Go back through the files you just created. Confirm the DIIICE type is in the frontmatter of every one. Confirm the file lives in the matching folder. Fix any mismatches. You'll find two or three — it's always two or three. If you find more than three, you're probably miscategorizing one particular type; almost always it's a file you wrote as Context that should be Intelligence, because Context feels safer and Intelligence feels like you're claiming something.

Tip

Claim the Intelligence. If a file says 'I've noticed that X happens when Y' — that is Intelligence, not Context. It is your judgment, compressed. Put it in the right folder and let your agents use it.

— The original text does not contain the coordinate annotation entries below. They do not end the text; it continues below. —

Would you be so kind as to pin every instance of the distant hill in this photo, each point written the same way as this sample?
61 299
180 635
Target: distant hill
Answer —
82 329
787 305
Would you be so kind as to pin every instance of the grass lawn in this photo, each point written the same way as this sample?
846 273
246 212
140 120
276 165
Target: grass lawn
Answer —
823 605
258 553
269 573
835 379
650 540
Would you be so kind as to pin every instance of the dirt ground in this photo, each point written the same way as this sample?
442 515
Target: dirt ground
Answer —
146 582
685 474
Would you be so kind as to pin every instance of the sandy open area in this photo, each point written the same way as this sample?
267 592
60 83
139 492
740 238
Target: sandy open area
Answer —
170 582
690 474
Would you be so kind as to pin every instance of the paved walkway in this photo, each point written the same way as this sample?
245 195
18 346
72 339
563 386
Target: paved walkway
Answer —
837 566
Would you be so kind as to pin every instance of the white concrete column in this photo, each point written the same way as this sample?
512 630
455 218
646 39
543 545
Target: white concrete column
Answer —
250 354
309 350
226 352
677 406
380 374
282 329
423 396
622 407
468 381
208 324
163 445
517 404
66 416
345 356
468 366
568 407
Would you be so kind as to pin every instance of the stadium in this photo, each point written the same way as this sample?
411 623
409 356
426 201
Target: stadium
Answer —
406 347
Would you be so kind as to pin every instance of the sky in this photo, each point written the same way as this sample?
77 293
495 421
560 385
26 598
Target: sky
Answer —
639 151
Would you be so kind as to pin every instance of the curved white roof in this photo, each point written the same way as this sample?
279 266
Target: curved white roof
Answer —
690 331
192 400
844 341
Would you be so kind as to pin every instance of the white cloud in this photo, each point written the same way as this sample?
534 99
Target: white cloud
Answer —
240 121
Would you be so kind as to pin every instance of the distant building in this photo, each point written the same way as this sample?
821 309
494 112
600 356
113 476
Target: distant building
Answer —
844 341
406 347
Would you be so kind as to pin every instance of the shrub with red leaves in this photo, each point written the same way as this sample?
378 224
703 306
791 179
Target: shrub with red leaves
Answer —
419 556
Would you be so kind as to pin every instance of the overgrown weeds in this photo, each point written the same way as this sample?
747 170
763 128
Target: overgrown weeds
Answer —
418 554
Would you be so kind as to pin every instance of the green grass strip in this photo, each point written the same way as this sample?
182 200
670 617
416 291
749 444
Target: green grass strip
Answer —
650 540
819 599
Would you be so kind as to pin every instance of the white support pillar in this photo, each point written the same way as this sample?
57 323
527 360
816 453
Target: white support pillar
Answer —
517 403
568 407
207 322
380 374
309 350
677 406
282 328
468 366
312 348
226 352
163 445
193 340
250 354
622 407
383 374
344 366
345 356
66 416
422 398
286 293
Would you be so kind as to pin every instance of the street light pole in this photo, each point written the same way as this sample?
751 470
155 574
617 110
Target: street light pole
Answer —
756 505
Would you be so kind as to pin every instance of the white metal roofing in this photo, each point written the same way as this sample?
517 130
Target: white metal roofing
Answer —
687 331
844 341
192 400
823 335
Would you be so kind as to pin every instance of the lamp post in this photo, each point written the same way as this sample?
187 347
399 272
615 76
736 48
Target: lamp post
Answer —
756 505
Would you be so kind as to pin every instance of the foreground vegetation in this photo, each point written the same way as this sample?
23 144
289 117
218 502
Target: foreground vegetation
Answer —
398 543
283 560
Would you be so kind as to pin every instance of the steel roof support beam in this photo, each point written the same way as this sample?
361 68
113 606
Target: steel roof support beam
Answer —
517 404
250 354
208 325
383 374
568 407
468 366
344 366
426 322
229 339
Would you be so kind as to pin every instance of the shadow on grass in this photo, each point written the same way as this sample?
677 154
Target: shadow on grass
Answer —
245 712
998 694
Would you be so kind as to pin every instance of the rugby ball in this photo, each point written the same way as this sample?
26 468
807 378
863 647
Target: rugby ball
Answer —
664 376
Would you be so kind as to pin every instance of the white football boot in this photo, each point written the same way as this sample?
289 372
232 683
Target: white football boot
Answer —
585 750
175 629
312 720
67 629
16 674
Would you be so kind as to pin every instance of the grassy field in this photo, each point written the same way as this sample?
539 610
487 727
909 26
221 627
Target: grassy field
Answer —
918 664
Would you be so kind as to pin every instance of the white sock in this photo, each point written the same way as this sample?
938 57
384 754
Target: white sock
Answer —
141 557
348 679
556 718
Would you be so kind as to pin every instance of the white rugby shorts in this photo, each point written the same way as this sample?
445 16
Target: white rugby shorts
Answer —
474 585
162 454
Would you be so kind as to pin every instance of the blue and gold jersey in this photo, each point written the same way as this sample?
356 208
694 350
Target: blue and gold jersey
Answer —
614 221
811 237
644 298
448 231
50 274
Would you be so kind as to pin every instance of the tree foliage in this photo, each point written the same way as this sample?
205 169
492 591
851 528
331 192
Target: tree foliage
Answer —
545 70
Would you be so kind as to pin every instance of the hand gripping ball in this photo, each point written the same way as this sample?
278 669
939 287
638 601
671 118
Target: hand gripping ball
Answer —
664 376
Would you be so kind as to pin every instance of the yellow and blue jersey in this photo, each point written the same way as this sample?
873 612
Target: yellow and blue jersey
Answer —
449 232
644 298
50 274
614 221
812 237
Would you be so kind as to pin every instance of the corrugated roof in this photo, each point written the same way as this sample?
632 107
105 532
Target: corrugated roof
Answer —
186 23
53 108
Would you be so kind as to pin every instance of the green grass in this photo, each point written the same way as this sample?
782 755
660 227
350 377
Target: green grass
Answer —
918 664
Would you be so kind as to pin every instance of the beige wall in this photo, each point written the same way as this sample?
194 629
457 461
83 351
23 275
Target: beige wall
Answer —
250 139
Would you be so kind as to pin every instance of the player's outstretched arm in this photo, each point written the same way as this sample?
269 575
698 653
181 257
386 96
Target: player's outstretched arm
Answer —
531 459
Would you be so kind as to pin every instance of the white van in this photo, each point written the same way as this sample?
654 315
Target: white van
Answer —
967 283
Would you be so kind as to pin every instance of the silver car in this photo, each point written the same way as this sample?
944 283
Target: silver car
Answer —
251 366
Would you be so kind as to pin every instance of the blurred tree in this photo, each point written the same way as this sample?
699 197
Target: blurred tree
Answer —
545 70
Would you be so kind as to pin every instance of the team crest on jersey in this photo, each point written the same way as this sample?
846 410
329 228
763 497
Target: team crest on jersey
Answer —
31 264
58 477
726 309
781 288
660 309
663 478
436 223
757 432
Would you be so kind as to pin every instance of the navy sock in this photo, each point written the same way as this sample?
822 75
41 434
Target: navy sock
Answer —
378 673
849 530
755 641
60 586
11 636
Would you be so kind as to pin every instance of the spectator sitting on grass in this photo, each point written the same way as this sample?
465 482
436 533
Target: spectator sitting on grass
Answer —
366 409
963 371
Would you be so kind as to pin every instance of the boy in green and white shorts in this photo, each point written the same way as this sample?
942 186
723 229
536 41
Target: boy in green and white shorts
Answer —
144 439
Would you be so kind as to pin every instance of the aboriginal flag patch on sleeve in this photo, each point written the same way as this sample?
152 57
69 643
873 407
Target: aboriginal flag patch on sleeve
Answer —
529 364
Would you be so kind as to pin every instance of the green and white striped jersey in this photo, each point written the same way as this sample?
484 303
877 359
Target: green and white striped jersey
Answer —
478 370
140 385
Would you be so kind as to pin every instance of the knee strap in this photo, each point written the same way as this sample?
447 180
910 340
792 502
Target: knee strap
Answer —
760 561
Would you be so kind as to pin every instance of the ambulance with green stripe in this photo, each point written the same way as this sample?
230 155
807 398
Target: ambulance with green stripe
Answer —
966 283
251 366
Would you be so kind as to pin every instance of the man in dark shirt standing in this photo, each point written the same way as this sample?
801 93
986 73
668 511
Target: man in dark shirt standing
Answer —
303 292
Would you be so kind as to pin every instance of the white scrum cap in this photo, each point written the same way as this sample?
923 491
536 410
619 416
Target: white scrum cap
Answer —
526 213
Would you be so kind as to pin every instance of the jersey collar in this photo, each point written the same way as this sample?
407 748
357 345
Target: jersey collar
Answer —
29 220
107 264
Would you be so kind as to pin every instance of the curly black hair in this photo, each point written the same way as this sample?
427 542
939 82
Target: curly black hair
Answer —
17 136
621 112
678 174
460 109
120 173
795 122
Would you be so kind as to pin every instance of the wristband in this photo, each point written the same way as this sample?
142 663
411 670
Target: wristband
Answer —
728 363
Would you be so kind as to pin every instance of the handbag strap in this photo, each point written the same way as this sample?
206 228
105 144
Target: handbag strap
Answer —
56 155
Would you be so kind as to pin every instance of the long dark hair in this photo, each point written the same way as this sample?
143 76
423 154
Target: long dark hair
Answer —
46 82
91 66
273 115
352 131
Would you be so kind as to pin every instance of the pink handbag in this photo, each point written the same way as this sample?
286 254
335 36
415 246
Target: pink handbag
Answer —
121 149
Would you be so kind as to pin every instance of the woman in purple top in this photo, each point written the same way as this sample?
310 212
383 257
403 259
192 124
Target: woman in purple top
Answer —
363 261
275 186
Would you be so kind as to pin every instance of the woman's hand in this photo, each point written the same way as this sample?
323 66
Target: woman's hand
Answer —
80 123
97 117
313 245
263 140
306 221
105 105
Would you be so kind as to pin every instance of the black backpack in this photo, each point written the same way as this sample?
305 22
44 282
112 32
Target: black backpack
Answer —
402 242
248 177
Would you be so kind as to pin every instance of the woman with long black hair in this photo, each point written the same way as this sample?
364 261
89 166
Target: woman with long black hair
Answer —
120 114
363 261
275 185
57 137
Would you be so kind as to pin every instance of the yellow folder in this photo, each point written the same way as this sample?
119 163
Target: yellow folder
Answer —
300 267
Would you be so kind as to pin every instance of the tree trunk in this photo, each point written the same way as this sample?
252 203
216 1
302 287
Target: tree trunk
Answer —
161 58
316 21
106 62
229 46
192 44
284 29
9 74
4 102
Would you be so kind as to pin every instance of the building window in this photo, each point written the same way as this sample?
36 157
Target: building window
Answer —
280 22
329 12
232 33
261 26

Task 7: Run the Retrieval Test (15 min)

Open a new chat with any AI model. Paste, in this order:

  1. Your who-i-am.md
  2. Your voice-rules.md (the four bullets)
  3. Two of the three voice samples
  4. The framework most relevant to the test topic (pick one)
  5. The three most relevant rows from decisions-log.md

Then — and only then — paste your request. Something small and real: 'Write a LinkedIn post announcing a new blog post I published today about context engineering.' or 'Draft a response to this client email.' Keep the request to a single sentence.

Compare the output to what you would have gotten from the same model without the context stack. If this exercise is working, the difference will be embarrassing. Your post-with-vault will sound like a decent version of you; your post-without will sound like anyone.

Tip

The embarrassment is the feature. It's not that the vault-version is dramatically better prose — it's that the no-vault-version has been generic the entire time and you didn't notice. The unlock of the first day is realizing how much of your output has been homogenized by AI because you were feeding it homogenized input.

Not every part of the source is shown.